先月末のフェス以後、南はめいに積極的なアプローチを繰り広げているらしいが、2人きりで遊ぼうという誘いには乗らず強めに拒否されたとのこと。淳と一緒に出掛けたのに南とは個人的な約束をしない、誰が見ても明らか、つまり鈍感でも気付く筈。
そんな淳は何食わぬ顔でウォーミングアップとして適切な曲のベースラインを奏でる。清々しいまでにこちらと南の色恋沙汰には無関心だった。
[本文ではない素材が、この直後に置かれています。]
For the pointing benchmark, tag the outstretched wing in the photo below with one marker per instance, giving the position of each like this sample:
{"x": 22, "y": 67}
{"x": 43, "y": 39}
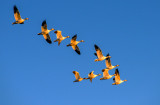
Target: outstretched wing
{"x": 47, "y": 38}
{"x": 16, "y": 13}
{"x": 74, "y": 37}
{"x": 98, "y": 51}
{"x": 117, "y": 76}
{"x": 77, "y": 76}
{"x": 44, "y": 26}
{"x": 76, "y": 48}
{"x": 108, "y": 61}
{"x": 58, "y": 34}
{"x": 105, "y": 73}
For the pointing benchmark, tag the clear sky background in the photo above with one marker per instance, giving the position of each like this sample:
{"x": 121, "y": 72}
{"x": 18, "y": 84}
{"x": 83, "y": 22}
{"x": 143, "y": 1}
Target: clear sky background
{"x": 33, "y": 72}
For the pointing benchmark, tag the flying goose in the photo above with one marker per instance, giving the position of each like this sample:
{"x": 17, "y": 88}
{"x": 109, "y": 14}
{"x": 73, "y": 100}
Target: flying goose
{"x": 59, "y": 37}
{"x": 45, "y": 32}
{"x": 74, "y": 43}
{"x": 77, "y": 76}
{"x": 99, "y": 54}
{"x": 17, "y": 16}
{"x": 117, "y": 79}
{"x": 108, "y": 63}
{"x": 91, "y": 76}
{"x": 106, "y": 74}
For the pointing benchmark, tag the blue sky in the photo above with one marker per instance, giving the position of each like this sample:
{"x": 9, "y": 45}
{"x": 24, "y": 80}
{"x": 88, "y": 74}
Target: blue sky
{"x": 33, "y": 72}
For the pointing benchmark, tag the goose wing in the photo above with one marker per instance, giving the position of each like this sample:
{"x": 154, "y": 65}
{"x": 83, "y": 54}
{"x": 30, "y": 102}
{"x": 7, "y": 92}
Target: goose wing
{"x": 44, "y": 26}
{"x": 16, "y": 14}
{"x": 117, "y": 76}
{"x": 47, "y": 38}
{"x": 58, "y": 34}
{"x": 77, "y": 76}
{"x": 76, "y": 48}
{"x": 105, "y": 73}
{"x": 108, "y": 61}
{"x": 74, "y": 38}
{"x": 98, "y": 51}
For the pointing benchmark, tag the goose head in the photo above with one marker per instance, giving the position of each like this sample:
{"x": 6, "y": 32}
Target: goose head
{"x": 68, "y": 36}
{"x": 52, "y": 29}
{"x": 96, "y": 60}
{"x": 26, "y": 18}
{"x": 82, "y": 41}
{"x": 117, "y": 65}
{"x": 124, "y": 80}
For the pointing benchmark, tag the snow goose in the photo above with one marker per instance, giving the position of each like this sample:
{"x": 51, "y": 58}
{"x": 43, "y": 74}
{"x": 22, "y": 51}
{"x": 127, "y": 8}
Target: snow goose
{"x": 99, "y": 54}
{"x": 17, "y": 16}
{"x": 117, "y": 79}
{"x": 74, "y": 43}
{"x": 91, "y": 76}
{"x": 45, "y": 32}
{"x": 59, "y": 37}
{"x": 106, "y": 74}
{"x": 108, "y": 63}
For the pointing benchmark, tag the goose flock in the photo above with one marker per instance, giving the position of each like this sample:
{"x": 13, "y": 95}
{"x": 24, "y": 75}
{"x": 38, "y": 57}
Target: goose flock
{"x": 74, "y": 44}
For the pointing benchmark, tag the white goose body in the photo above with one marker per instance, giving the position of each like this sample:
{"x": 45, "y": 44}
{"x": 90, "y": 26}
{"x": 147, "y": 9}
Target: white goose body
{"x": 109, "y": 66}
{"x": 106, "y": 75}
{"x": 91, "y": 76}
{"x": 59, "y": 37}
{"x": 117, "y": 79}
{"x": 77, "y": 76}
{"x": 17, "y": 17}
{"x": 74, "y": 43}
{"x": 99, "y": 54}
{"x": 45, "y": 32}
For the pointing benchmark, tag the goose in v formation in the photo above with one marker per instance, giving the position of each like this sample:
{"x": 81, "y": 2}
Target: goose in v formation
{"x": 91, "y": 76}
{"x": 74, "y": 43}
{"x": 17, "y": 16}
{"x": 59, "y": 37}
{"x": 117, "y": 79}
{"x": 45, "y": 32}
{"x": 106, "y": 75}
{"x": 99, "y": 54}
{"x": 109, "y": 66}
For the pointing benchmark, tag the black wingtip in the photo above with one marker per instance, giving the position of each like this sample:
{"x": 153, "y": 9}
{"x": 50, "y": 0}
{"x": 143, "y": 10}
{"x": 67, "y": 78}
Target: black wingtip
{"x": 114, "y": 79}
{"x": 73, "y": 72}
{"x": 95, "y": 54}
{"x": 96, "y": 47}
{"x": 116, "y": 71}
{"x": 78, "y": 52}
{"x": 74, "y": 36}
{"x": 44, "y": 22}
{"x": 15, "y": 8}
{"x": 49, "y": 41}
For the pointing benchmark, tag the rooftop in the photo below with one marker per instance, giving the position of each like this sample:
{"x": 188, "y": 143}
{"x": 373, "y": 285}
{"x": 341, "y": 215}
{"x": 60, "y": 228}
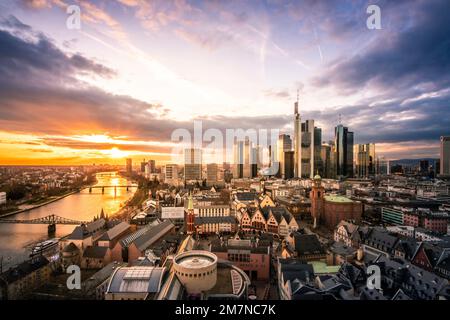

「ちーは本気で向き合えただけすごいよ。それさ、引っくるめて音にしない?俺らにはバンドがあるでしょ。」
「色んなもん全部込めれば?綺麗事捨てなよ、絶対そこにきっちり合わせるから。」
両者の存在に救われる。
初ライブ当日のセットリストには自分達が最初に合わせたものが入っていた。


高らかに叫べ、今この瞬間を精一杯生きて、声を揃えて歌え、誰の為でもなく。
子供の頃から音楽が大好きでギターを10年以上続け、動画投稿サイトに載せた弾き語りが淳に見つかって、勧められるがままにギターボーカルとなり、南が仲間へ加わって体制が整い、ヒーローのパフォーマンスに憧れ、やがてバンドを真剣にやりたいと考える、俺がフロントマン。


ドラマや映画のような順風満帆に煌めく青春は待ち構えておらず悲しき哉、現実はこんなもの。
外見のみか中身もカッコ悪い上に情けなくて、〈お誂え向きに〉フラれたばかり。
だからこそ出来うる限りの全てを尽くし、喉を震わせ掻き鳴らす。
なんか文句ある?笑いたければご自由にどうぞ。


「ちーヤバ過ぎる、最高。」
死に物狂いの無我夢中で1曲通し終われば淳が目を輝かせて絶賛する。ほぼ冷静さを保つ表情が崩れ(こいつの示す反応は大体間違いない)南も深く頷き、感嘆の息を漏らした。
改めて、2人とバンドを組めて良かったと思う。